Nata il ventuno a primavera e morta il primo novembre, festa di Ognissanti. Alda Merini, abile tessitrice di parole, è stata una poetessa in grado di risorgere spesso e volentieri dalle proprie ceneri. Il dramma del manicomio ha amplificato il suo dolore e ha reso eco ogni angoscia. Le sue parole sono fiumi pronti all’esondazione, acqua limpida e calma ma anche pronta a divenire un’onda in grado di lasciare il lettore a bocca aperta e senza respiro. Le poesie di Alda – migliaia di versi – si arrampicano sullo stelo del sentimento e poi compongono le misure perfette di un fiore.
La copertina del volume – divisa in tre colori: nero, bianco e rosso – sembra volerci ricordare (casualmente?) il lavoro costante che questa donna si è ritrovata a fare: capirsi, amarsi, ritrovarsi. Il libro si apre con la raccolta La presenza di Orfeo, prima pubblicazione della poetessa.
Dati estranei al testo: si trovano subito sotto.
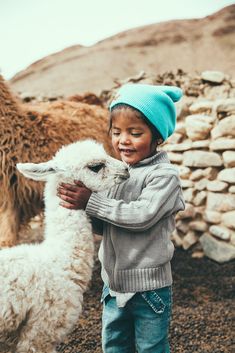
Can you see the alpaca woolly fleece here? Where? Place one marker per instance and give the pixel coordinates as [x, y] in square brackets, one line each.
[42, 285]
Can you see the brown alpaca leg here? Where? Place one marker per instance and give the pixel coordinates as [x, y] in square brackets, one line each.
[9, 227]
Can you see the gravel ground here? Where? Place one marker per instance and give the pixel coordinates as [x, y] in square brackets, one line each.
[202, 312]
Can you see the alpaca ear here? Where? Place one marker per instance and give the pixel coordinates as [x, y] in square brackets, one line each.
[36, 171]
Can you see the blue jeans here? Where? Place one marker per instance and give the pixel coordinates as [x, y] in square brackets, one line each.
[141, 326]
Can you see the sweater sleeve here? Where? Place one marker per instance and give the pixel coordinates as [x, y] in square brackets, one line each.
[161, 197]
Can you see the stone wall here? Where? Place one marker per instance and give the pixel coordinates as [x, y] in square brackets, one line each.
[203, 149]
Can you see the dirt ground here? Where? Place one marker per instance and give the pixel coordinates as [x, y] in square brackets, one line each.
[203, 309]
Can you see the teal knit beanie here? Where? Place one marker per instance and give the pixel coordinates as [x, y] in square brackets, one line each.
[156, 103]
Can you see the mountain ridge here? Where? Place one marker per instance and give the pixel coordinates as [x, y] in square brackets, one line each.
[155, 48]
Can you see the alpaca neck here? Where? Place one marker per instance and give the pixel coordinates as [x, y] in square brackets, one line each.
[64, 226]
[8, 103]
All’epoca – era il 1953 – la silloge vide la luce grazie alla casa editrice Schwarz e a Giacinto Spagnoletti, curatore della collana di poesia il “Campionario”. Nozze romane, Paura di Dio, Le satire della Ripa… pagine e pagine di poesie, per rivivere gli anni – e l’anima – di una donna che ha messo al mondo innumerevoli meraviglie. 700 pagine di inchiostro, di nuda poesia, per poi arrivare alla prosa di Alda Merini.
Delirio amoroso, Diario di una diversa, Il tormento delle figure, Lettere al dottor G… altre 300 pagine, dove è possibile vedere il riflesso della poetessa. Quel riflesso che è parte della memoria dei Navigli: luogo, casa, rifugio del suo poetare. In ogni foglio, una volta bianco, c’è la luminosa ombra di Alda Merini. Finalmente non più vittima di un mondo incapace di abbracciarla sinceramente.
Con il suo incessante lavoro, questa donna, è diventata ciò che le è stato negato: un abbraccio destinato a chiunque avrà il coraggio di bruciare – e risorgere – assieme alle sue parole.